Thursday, October 23, 2014

Drug Culture v. Cop Culture: Marijuana Speech #29

29th speech in this series to the Josephine County Commissioners, 4-25-2012; 

Honorable Commissioners:
Last week we had a presentation from our local cops through the ladies of our Department of Public Health, titled, “You can’t fight what you don’t know.”  It was about the drug culture in our high school and on our streets: slang; acronyms and logos; clothing lines with such logos.  The one I found most amusing was “SRH: Stoners ‘Reaking Havoc.”  Stoners don’t wreak havoc.
Nonetheless, the cops are exceedingly interested in their culture, clothing, and the places one might stash a pipe, like a bracelet, or a belt buckle.  One wishes that they were as versed in the culture of thieves.

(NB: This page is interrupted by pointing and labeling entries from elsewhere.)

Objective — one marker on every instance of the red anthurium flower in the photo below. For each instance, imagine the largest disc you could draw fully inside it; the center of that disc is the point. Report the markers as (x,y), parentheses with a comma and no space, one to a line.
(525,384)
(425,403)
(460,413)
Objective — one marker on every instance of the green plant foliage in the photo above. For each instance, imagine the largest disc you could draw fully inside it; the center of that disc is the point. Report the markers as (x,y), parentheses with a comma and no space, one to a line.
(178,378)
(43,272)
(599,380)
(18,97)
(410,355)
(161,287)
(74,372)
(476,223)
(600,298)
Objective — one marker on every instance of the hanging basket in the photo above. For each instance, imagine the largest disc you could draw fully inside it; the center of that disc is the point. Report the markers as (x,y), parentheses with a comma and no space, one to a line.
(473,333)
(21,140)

But theft culture isn’t in your face.  Thieves don’t advertise themselves, even to each other.  People are not proud of being thieves.  They don’t celebrate theft in song and clothing; they stay very quiet about their activities.

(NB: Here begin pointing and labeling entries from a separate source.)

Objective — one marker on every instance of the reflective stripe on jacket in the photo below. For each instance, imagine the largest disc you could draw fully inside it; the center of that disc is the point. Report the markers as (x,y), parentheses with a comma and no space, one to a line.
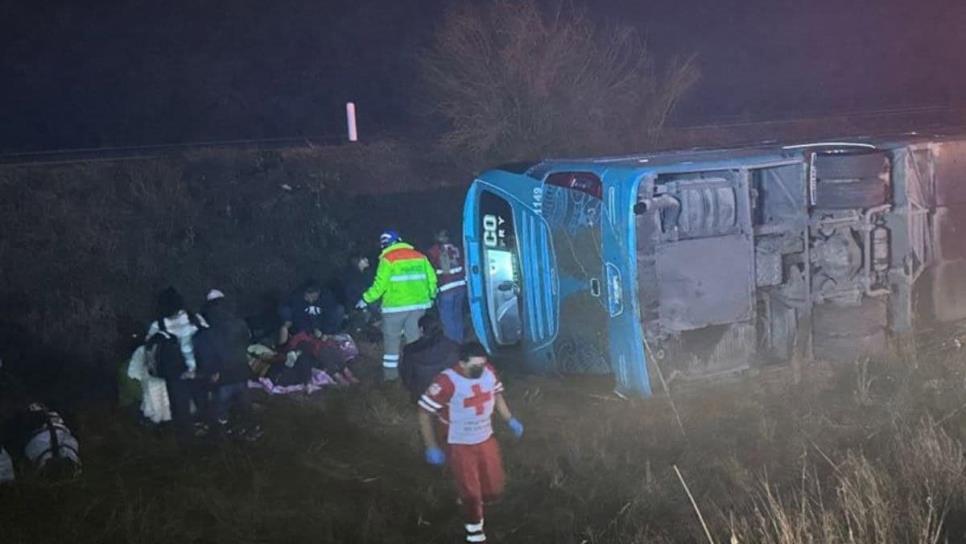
(405,280)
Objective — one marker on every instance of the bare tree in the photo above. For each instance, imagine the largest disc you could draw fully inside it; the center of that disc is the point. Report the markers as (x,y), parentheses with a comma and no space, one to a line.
(516,81)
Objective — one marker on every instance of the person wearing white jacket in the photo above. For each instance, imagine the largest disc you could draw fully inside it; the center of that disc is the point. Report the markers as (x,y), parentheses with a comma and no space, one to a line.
(182,390)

Thieves we have always had.  Drugs we have always had.  We have not always had drug culture.  That began to really develop as people who used illegal drugs protested the Vietnam War and at the same time rejected the culture of war on their habits, including the habits they brought back from ‘Nam.  Those men were yanked out of their lives and made slave soldiers in a foreign land for no good reason; they had plenty of reason to take opiates and cannabis. 
In thanks for their involuntary service, Nixon declared war on drugs and the people who take them.  Reagan, a few years later, declared zero tolerance.
As those men who went to ‘Nam become grandfathers and great-grandfathers and their sons and grandsons return from Afghanistan with heroin habits, the drug culture has become more bold.  We put pot leaves and only slightly cryptic acronyms and logos on our clothing, to irritate the Powers That Be.  As government tries to do too much and thus neglects the basics of law, which is keeping order, it loses power to harass and jail us for mere habits.
Perhaps police should stop trying to keep up with teenage slang and start getting people to clean up their properties.  Stop making war on substances and start concentrating on catching thieves.  Stop riding around in cars, stopping speeders, and start walking neighbourhoods, talking to people.  It isn’t the distance one covers in a day that counts; it’s the amount of disorder one stops.
I ask this Board to tell our sheriff that you think that marijuana laws should receive the lowest level of enforcement, and support the Oregon Cannabis Tax Act, now collecting signatures for the 2012 ballot.